Kuwait police disperse stateless protest

Kuwaiti security forces fired tear gas and stun grenades Wednesday to disperse hundreds of stateless residents demanding citizenship and basic rights, activists and witnesses said.

Known locally as bidoons, the demonstrators turned out to mark the international day of non-violence despite a stern warning by the interior ministry that it would deal firmly and harshly with any protest.

At least eight people were arrested when riot police backed by armoured vehicles tried to break up the protest by force, the National Committee for Monitoring Violations -- a non-governmental rights group, said on its Twitter account.

The head of the Kuwait Society for Human Rights, Mohammad al-Humaidi, said on Twitter that police used tear gas to disperse the peaceful rally and that several arrests were made.

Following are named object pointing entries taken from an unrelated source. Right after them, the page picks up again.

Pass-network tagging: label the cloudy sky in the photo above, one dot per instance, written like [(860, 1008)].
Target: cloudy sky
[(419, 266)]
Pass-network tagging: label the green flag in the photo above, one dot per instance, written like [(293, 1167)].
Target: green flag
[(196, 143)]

Earlier in the day, stateless school children gathered outside a number of schools in Jahra, 50 kilometres (31 miles) west of Kuwait City, carrying banners calling the 106,000 bidoons to be granted citizenship.

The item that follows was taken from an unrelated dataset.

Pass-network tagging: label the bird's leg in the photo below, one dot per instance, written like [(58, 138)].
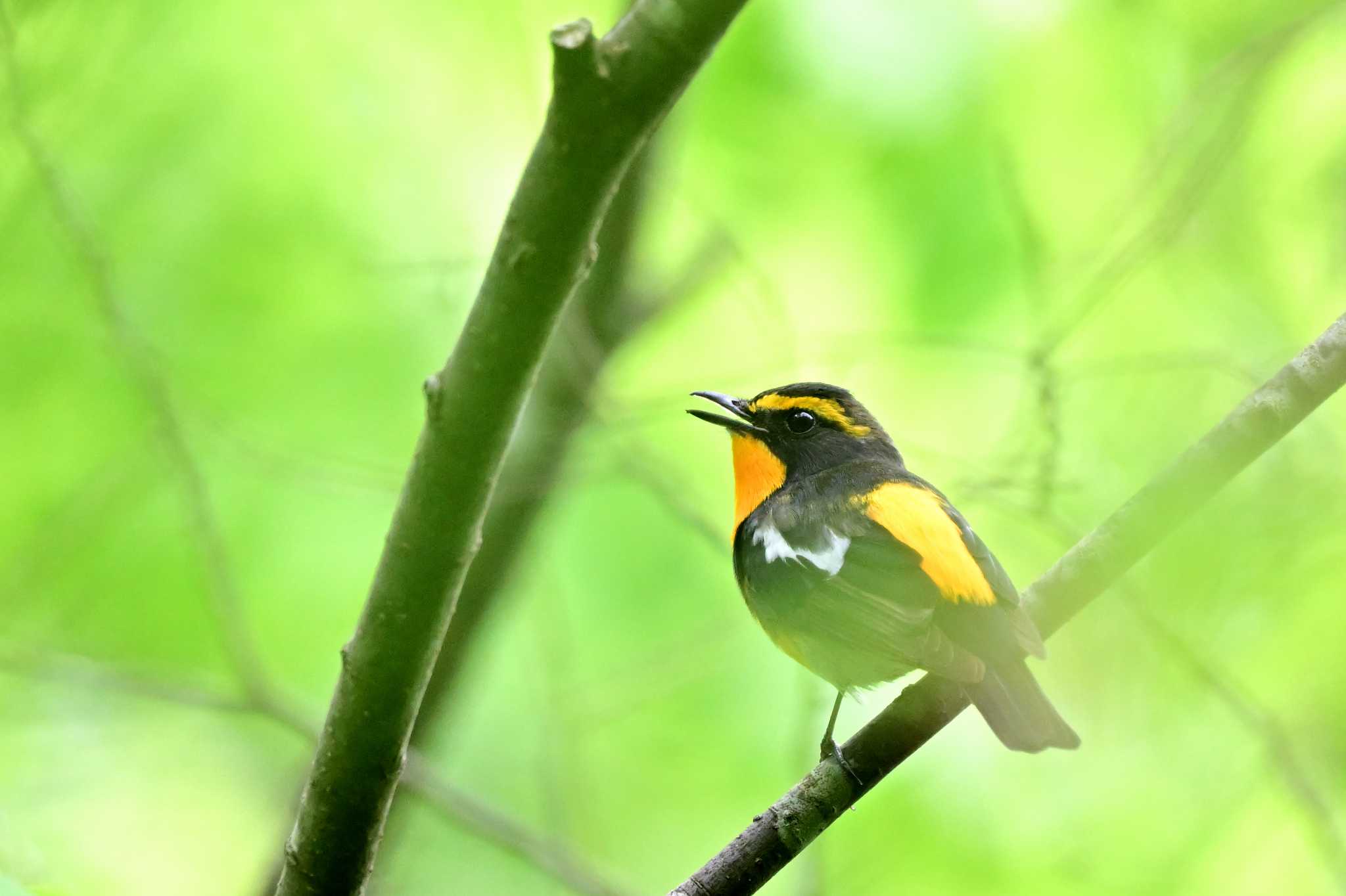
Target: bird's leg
[(828, 748)]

Riot police have forcibly dispersed protests over the past two years, using stun grenades and tear gas, and arresting hundreds who are now on trial for holding illegal gatherings and assaulting police.

Bidoons were born and raised in Kuwait and claim they have the right to Kuwaiti citizenship, but the government says only 34,000 of them qualify for consideration, while the rest hold other nationalities.

Although parliament has repeatedly supported government plans for granting bidoons citizenship, the process has been slow.

Kuwait has alleged that stateless residents, and in some cases their ancestors, destroyed their original passports to claim the right to citizenship in order to gain access to the state-provided services and benefits.

In a bid to force bidoons to produce their original nationality papers, Kuwait has refused to issue essential documents to many of them, including birth, marriage and death certificates.